Every now and then the country succumbs to the likes of a Sen. McCarthy, a General Walker, or a George Wallace. Now it’s a Donald Trump—a self-serving, authoritarian former president—who not only lit the match to anger and hate in the country but continues to fuel the fear in those who align with his malignant need to tear down our democracy.

Every now and then we need to revisit the long, hard road of democratic evolution this country has fought for and ultimately won. We need to understand past corruptions so that we might learn the lessons and and respond with the duty and courage necessary to move us forward.

In his speech to the University at Cape Town, South Africa—known as The Ripple of HopeRobert Kennedy spoke of individual liberty and the moral courage necessary to protect it.

“‘There is,’ said an Italian philosopher, ‘nothing more difficult to take in hand, more perilous to conduct, or more uncertain in its success than to take the lead in the introduction of a new order of things.’ Yet this is the measure of the task of your generation, and the road is strewn with many dangers.

“First, is the danger of futility: the belief there is nothing one man or one woman can do against the enormous array of the world’s ills-against misery and ignorance, injustice and violence.

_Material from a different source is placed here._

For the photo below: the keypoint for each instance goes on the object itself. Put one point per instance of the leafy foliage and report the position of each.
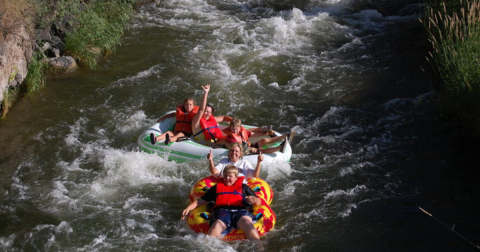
(454, 33)
(98, 30)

Yet many of the world’s greatest movements, of thought and action, have flowed from the work of a single man. . .

“The second danger is that of expediency; of those who say that hopes and beliefs must bend before immediate necessities. . .  if we would act effectively, we must deal with the world as it is. We must get things done.

“Of course, to adhere to standards, to idealism, to vision in the face of immediate dangers takes great courage and takes self-confidence. But we also know that only those who dare to fail greatly can ever achieve greatly.

“A third danger is timidity. Few men are willing to brave the disapproval of their fellows, the censure of their colleagues, the wrath of their society. Moral courage is a rarer commodity than bravery in battle or great intelligence. Yet it is the one essential, vital quality of those who seek to change a world which yields most painfully to change.

“The fourth danger is comfort, the temptation to follow the easy and familiar paths of personal ambition and financial success so grandly spread before those who have the privilege of education.

“But that is not the road history has marked out for us. There is a Chinese curse which says, ‘May he live in interesting times.’ Like it or not we live in interesting times. They are times of danger and uncertainty, but they are also more open to the creative energy of men than any other time in history. And everyone here will ultimately be judged, will ultimately judge himself, on the effort he has contributed to building a new world society and the extent to which his ideals and goals have shaped that effort. . .

“Those with the courage to enter the moral conflict will find themselves with companions in every corner of the world.”

America is only as strong as those citizens who stand up to tyranny. It’s only as strong as their willingness and courage to heal the divisions between us.